Free Realms Approaches the Five-Million-Player Mark
A few days ago at Comic-Con, Sony Online Entertainment president John Smedley spoke about the success of Free Realms, their free-to-play MMORPG that relies on microtransactions for a business model. The game was released at the end of April, and by mid-June there were upwards of three million registered users. Now that total is approaching five million, with no sign of slowing down. Min Kim, another panelist at the discussion, said, "When people started talking about it back in 2003 or 2004, people said Western games would never want to do this, to play a game for free and then buy items. And now everybody is saying, 'We're going to have microtransactions as part of our business model.'"
Well done to them.
If the game(s) are executed well, and you still can play the same game when -not- paying for it (or not get a severe advantage), I'll be playing it... and I might even buy some virtual stuff.
I've recently started playing Battlefield Heroes, and whereas I thought I wouldn't be fooled into buying silly virtual clothes, I've recently -did- do that, if not only because I think giving back five pounds of my money is a reasonable amount for the enjoyable content they delivered.
So yeah, let more free games come along, and I might try to compensate a company for their work (my main motivation for buying those items).
When you shoot a mime, do you use a silencer?
It's easy to get registrations for a free game, most of those require you to register to even download the client. Average concurrent users is a much better measure of a game's popularity. Then again I guess you could consider WoW China's business model to be microtransaction based (they pay a very small fee per hour instead of paying a larger fee per month), and that's responsible for a large part of WoW's playerbase. Numbers like that are always inflated as much as they can to make the game look better anyway.
Rampant carbon sequestration destroyed the Dinosaurs' tropical paradise. I'm here to help repair the damage.

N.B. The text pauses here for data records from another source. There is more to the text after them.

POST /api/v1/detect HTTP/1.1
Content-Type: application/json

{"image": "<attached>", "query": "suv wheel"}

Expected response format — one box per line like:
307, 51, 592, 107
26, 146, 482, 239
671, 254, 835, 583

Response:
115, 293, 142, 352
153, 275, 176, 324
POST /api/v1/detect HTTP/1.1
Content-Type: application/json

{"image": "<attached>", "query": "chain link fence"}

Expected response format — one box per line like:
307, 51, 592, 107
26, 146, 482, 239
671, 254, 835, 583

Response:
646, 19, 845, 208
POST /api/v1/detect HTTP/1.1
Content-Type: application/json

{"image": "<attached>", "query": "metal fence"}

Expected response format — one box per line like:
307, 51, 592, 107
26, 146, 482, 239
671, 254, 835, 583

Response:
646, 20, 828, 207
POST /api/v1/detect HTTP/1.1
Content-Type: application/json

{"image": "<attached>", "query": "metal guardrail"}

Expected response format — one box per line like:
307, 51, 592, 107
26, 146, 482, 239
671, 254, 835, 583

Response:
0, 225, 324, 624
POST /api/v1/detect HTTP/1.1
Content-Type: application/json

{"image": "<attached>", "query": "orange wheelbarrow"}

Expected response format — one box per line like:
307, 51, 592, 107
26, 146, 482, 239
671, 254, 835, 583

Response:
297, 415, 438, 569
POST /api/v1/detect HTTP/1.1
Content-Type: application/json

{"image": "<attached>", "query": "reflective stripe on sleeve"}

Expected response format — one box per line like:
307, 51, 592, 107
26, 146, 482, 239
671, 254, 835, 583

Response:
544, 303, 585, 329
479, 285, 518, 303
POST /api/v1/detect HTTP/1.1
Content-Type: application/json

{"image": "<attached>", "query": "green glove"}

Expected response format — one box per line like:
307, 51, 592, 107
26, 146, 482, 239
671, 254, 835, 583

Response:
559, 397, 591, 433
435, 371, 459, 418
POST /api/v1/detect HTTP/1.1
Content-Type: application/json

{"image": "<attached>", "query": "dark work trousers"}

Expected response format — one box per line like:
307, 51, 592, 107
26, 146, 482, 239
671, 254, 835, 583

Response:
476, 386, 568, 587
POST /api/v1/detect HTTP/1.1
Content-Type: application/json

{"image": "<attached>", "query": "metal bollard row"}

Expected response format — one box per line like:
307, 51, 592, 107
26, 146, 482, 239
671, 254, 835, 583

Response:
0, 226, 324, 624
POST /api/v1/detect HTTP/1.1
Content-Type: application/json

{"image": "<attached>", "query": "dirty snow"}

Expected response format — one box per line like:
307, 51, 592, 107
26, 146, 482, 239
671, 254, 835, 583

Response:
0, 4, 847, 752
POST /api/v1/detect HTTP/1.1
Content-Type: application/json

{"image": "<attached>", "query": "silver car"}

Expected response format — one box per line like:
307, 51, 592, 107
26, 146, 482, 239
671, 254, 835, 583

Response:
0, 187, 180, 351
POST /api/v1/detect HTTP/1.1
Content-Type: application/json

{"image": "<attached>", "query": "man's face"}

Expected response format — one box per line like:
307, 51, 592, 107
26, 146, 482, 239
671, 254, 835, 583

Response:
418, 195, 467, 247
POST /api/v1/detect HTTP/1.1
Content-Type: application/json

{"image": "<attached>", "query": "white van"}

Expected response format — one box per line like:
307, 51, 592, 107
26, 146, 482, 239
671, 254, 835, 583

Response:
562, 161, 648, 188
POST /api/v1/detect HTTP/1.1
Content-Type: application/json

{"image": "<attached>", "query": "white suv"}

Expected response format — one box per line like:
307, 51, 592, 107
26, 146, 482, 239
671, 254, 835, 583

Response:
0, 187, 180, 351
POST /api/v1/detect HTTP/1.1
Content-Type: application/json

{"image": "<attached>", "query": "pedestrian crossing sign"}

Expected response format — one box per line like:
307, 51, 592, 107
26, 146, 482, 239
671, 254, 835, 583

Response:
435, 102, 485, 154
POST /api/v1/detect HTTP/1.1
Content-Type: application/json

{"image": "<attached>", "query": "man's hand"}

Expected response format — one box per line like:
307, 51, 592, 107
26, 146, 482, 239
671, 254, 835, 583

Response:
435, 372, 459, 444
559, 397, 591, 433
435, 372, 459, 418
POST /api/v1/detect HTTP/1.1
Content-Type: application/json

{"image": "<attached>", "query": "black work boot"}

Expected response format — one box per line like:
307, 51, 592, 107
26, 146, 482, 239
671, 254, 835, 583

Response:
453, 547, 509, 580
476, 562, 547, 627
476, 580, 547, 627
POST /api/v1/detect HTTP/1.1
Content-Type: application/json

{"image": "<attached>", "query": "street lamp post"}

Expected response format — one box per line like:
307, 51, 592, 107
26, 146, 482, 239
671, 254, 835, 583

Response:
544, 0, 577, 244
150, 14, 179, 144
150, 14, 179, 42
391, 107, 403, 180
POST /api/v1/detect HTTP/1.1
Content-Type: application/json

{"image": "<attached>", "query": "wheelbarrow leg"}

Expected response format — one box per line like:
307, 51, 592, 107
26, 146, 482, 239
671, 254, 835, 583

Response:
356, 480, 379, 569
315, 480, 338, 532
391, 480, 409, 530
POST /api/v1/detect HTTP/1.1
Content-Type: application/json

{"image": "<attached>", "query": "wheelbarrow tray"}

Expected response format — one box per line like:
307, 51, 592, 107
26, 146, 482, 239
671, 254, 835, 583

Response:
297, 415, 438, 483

Whenever one of these articles comes up, I'm always curious about maximums for:
- active accounts
- concurrent users
- concurrent users per server
- interacting users
It seems to me that we should differentiate between multiplayer and massively multiplayer based on the last one. And on the degree of interaction. After all, a bunch of single-player games and a chat box isn't an MMOG... I hope.
What a break from the usual parade of poorly-named free software products. "Free Realms" says it all. Free has that double meaning, and Realms tags it immediately as a swords-and-sorcery type thing. Makers of "the GIMP" and other unfortunate backronyms take note.
Shutting down free speech with violence isn't fighting fascism. It IS fascism!
Every time Free Realms crosses another million player milestone the same thing always gets implied.
The totals are always stated to be the unique number of players who have signed up for the game and actually played the game.
Anyone who has tried the game can easily see why Free Realms is such a massive hit. It appeals to three different demographics very well:
1. Burnt out hardcore MMORPG players who love being part of an online world but need a break from the hours of hardcore raiding or grinding they are use to
2. Kids and parents
3. Casual first time players who don't want to invent the insane time required for a standard MMORGP
Beyond that Sony's years of experience making MMORPGs really shows. The game is the most bug free and polished MMORPG I've ever seen. Everything is streamed from the very start. You can be playing live withing a few minutes of signing up. A tiny loader program is downloaded and you are good to go. No 10 gig all day downloading and patching just to try out the game like most MMORPGs require you to go through.
You can jump in and out at any time without worrying about dying or losing your stuff.
And the free versus pay is pretty much evenly divided so that you can easily play a half of the game without every paying a single penny.
The artwork is beautiful but it runs on just about any computer that someone would have at home today.
And it is just plain fun and relaxing. Sony absolutely nailed it with Free Realms. I wouldn't be surprised if the number of people playing gets into the 10-20 million range once the game hits the millions of PS3s already on the market.